Filmmaker Kazım Öz spoke about the ongoing challenges faced by Kurdish cinema, which has long been censored. “Kurdish cinema developed alongside Turkish cinema but was never acknowledged. Its language was treated as though it did not exist,” he said. Öz recalled that even films by the internationally renowned Kurdish director Yılmaz Güney were censored simply because they featured the Kurdish identity. “One of Güney’s films was banned because ‘the wheat was too short’ — it was absurd censorship,” he said. He also pointed out the Turkish state’s practice of ‘cross-border censorship’ aimed at limiting Kurdish participation in international film festivals.

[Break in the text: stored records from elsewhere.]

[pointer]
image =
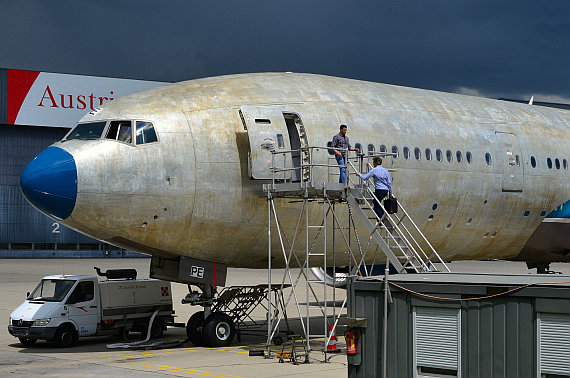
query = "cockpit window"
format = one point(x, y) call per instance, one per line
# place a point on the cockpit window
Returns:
point(92, 130)
point(145, 132)
point(121, 131)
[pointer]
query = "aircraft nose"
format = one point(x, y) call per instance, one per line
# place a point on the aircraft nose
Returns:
point(49, 182)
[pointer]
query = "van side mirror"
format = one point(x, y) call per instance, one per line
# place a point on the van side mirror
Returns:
point(72, 299)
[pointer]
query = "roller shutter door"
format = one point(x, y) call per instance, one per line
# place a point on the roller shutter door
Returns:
point(436, 334)
point(554, 336)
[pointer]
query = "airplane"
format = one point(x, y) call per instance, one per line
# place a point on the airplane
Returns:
point(176, 171)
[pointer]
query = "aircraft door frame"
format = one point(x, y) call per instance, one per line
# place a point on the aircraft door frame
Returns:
point(511, 159)
point(267, 131)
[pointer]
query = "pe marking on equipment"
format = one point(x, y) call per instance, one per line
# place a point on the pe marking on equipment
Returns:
point(197, 271)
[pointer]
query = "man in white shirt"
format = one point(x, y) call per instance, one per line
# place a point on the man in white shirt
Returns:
point(382, 183)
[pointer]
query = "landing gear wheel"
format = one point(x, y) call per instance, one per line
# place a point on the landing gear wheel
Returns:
point(218, 330)
point(27, 341)
point(193, 328)
point(66, 336)
point(157, 329)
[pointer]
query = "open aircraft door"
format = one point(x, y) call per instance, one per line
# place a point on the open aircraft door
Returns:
point(268, 131)
point(511, 159)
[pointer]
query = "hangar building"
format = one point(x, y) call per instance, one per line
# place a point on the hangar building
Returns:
point(37, 109)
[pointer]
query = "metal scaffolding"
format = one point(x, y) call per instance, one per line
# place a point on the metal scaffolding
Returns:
point(395, 236)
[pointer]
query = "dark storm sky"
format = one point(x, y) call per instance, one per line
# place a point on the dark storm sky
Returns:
point(512, 48)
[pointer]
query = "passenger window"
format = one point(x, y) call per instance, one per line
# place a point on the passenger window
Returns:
point(121, 131)
point(395, 152)
point(125, 133)
point(146, 134)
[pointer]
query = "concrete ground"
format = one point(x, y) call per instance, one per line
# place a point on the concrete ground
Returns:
point(92, 358)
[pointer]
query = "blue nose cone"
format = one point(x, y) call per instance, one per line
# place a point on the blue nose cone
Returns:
point(49, 182)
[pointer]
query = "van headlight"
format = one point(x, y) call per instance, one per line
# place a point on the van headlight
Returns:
point(41, 322)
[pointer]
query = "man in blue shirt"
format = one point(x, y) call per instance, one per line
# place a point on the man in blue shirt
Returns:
point(382, 183)
point(340, 141)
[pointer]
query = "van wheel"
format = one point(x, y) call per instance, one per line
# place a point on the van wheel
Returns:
point(218, 330)
point(66, 336)
point(27, 341)
point(194, 328)
point(157, 329)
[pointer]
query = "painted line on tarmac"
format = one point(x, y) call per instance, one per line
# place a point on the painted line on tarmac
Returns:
point(191, 371)
point(170, 351)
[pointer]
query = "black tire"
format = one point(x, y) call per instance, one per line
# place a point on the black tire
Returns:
point(66, 336)
point(194, 328)
point(218, 330)
point(27, 341)
point(157, 329)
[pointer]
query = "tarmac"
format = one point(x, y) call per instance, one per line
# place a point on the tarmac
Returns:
point(90, 357)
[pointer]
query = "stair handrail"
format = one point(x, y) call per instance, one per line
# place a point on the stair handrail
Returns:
point(407, 244)
point(431, 248)
point(403, 236)
point(406, 215)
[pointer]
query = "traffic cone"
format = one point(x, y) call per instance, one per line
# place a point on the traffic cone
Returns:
point(331, 348)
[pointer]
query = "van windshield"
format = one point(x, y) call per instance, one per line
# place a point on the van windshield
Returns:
point(91, 130)
point(51, 290)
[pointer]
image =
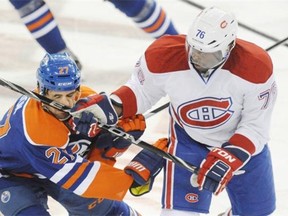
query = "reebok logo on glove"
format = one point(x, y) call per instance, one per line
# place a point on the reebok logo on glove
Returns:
point(224, 154)
point(140, 169)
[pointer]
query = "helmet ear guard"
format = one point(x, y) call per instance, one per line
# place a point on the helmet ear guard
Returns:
point(58, 72)
point(213, 32)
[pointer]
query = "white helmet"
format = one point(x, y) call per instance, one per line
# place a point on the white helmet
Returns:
point(211, 37)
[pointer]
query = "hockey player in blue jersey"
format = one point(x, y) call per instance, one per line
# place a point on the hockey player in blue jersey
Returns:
point(39, 20)
point(41, 155)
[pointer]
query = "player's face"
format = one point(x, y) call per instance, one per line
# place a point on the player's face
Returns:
point(205, 60)
point(67, 98)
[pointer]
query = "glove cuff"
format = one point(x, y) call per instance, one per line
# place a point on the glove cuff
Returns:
point(241, 153)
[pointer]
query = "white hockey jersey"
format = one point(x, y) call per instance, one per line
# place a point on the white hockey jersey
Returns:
point(234, 103)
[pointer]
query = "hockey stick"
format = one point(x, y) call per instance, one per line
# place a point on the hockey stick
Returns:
point(153, 112)
point(111, 129)
point(239, 23)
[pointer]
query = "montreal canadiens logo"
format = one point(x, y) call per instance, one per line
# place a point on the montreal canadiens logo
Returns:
point(206, 113)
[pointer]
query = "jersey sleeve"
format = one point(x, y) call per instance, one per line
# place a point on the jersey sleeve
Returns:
point(72, 172)
point(252, 132)
point(150, 79)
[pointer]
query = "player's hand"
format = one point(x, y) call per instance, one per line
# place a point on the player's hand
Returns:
point(219, 167)
point(144, 167)
point(115, 146)
point(84, 124)
point(99, 105)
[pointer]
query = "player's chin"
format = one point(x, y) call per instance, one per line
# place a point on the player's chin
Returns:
point(62, 115)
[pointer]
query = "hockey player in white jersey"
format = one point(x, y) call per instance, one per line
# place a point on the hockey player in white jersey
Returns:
point(222, 92)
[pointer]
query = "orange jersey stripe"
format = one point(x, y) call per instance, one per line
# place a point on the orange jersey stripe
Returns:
point(40, 22)
point(40, 126)
point(77, 175)
point(110, 183)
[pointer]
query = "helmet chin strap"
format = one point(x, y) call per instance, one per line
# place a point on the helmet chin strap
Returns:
point(46, 109)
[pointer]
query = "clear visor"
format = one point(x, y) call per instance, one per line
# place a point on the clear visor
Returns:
point(206, 60)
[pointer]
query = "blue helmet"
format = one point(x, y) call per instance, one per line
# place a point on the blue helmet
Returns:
point(58, 72)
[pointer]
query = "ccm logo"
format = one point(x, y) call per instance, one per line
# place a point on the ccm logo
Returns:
point(191, 197)
point(206, 113)
point(224, 154)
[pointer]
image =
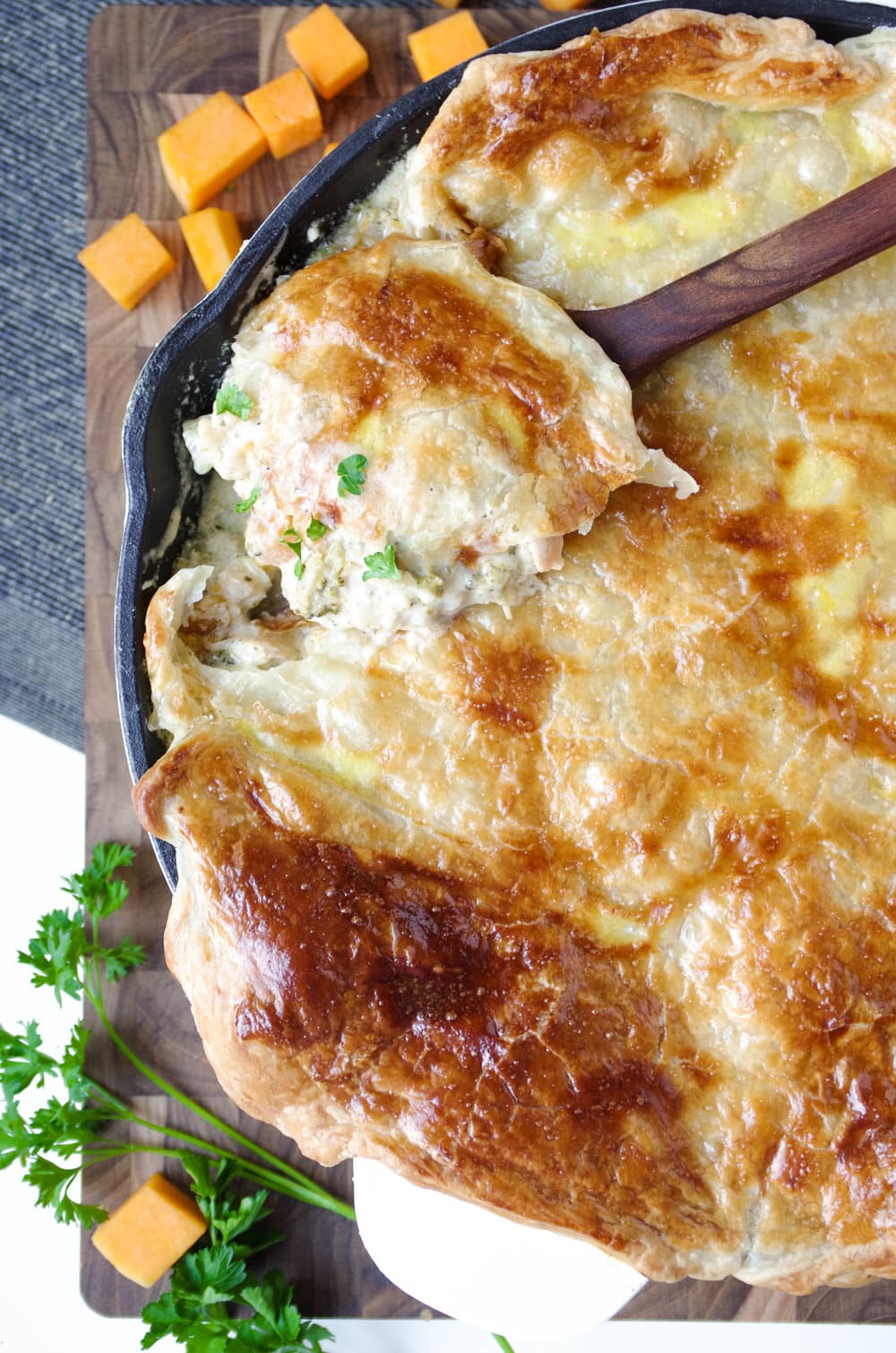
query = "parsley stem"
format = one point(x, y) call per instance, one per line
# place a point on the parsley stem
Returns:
point(275, 1180)
point(313, 1193)
point(110, 1150)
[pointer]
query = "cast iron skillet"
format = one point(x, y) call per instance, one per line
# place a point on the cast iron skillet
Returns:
point(183, 373)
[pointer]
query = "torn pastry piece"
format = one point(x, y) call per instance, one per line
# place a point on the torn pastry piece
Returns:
point(620, 161)
point(414, 435)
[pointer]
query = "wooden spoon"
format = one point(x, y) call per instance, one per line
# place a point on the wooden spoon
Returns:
point(644, 332)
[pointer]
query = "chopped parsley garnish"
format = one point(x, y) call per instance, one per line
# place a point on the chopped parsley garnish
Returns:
point(230, 400)
point(293, 541)
point(382, 564)
point(248, 504)
point(350, 474)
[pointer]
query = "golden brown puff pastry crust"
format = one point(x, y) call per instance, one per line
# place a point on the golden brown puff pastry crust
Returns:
point(599, 899)
point(489, 427)
point(680, 113)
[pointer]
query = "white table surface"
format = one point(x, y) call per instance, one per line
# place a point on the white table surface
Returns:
point(41, 1307)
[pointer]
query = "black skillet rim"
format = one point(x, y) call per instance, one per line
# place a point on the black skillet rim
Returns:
point(325, 193)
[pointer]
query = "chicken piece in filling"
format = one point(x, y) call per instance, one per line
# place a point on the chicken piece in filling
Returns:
point(410, 435)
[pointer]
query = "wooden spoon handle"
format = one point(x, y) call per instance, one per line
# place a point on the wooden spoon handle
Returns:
point(644, 332)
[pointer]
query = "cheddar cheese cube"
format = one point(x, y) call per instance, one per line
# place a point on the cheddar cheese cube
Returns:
point(328, 52)
point(149, 1231)
point(127, 262)
point(212, 238)
point(207, 149)
point(444, 44)
point(287, 113)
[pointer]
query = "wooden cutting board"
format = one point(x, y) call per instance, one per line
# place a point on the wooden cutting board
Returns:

Anthropologist Banu Karaca addressed the broader landscape of cultural policies in Turkey, arguing that while it is often claimed that Turkey lacks a coherent cultural policy, the state has in fact developed specific strategies to control the arts. “The government has been crafting its own cultural agenda, particularly since 2017, trying to exert influence over every cultural sector,” Karaca noted.
Art theorist Ezgi Bekçay highlighted the need to reclaim the concept of freedom from neoliberal definitions, arguing that true freedom is rooted in community. “Freedom means being among friends, not isolated individuals,” Bekçay said, stressing the importance of collective cultural expression to counter censorship.
The session concluded with a discussion on the importance of local cultural policies, with participants emphasising that local communities should have the power to shape their own cultural narratives.